Bewegen in complexiteit
53
Interventie
Door voorzichtig interventies te doen, krijg je een idee van de dynamiek in het systeem.
De opsteller koppelt af en toe met de klant terug om te controleren of wat in de ruimte
gebeurt, overeenkomt met het echte systeem; zitten we bijvoorbeeld in de juiste film? Als
dat niet zo is, kan de opsteller aan de representanten vragen om terug te keren naar een
eerdere positie en vervolgens iets anders proberen.
Zo merkten we dat de overheid ver van alles was verwijderd en dat de aandacht weg van
de rest van de opstelling was gericht. De podiumeigenaar merkte op dat hij het wel goed
vindt dat de overheid ver weg is en van de opstelling wegkijkt. Hij mag en vertrouwt de
overheid niet. Maar hij was zelf wel naar de overheid gericht, bijna alsof hij wilde verdoezelen wat er achter hem gebeurde. De overheid merkte op dat het haar niet echt kan
schelen, zij is te druk met andere dingen.
Als opsteller voelde ik een afstotende kracht tussen de podiumeigenaar en de overheid.

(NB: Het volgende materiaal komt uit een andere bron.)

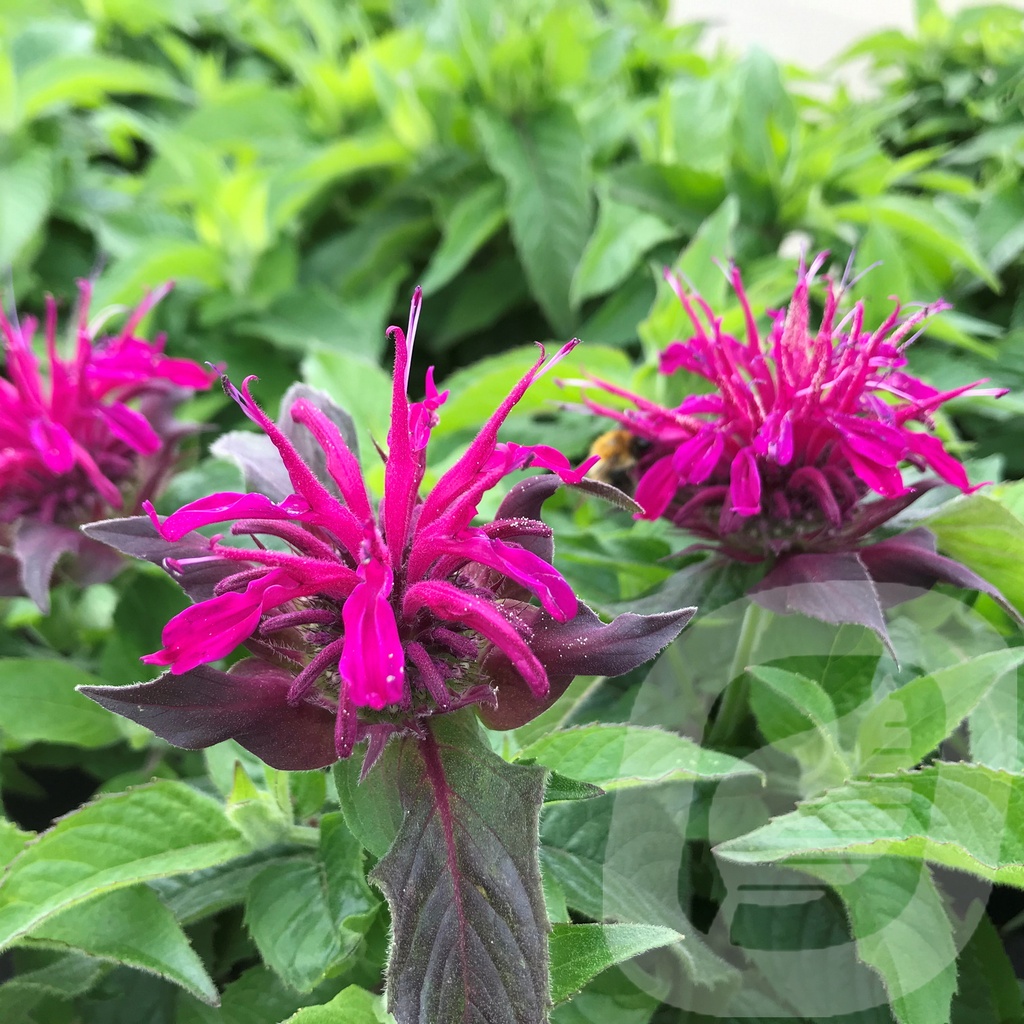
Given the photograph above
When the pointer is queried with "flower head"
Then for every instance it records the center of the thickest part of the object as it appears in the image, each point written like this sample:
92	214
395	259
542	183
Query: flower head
364	621
800	446
82	437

Ik kreeg de neiging om de druk op te voeren om te zien wat er dan zou gebeuren. Dus
duwde ik de overheid fysiek richting de rest van de opstelling. De overheid verzette zich
daar hevig tegen (zie figuur 2).
Figuur 2: interventie door de opsteller.
Bij het inbrengen van de overheid verschoof de opstelling. De representanten bewogen
naar een nieuw evenwicht (zie figuur 3). Daarna stelde ik vragen zoals: Voor wie is er iets
veranderd? Wat is er anders? Wat valt je op? Is het beter, slechter of hetzelfde? De
representanten beschreven hun ervaringen en over het algemeen vonden ze dit een veel
betere situatie.
54
Bewegen in complexiteit
Figuur 3: eindtoestand van de stakeholderopstelling.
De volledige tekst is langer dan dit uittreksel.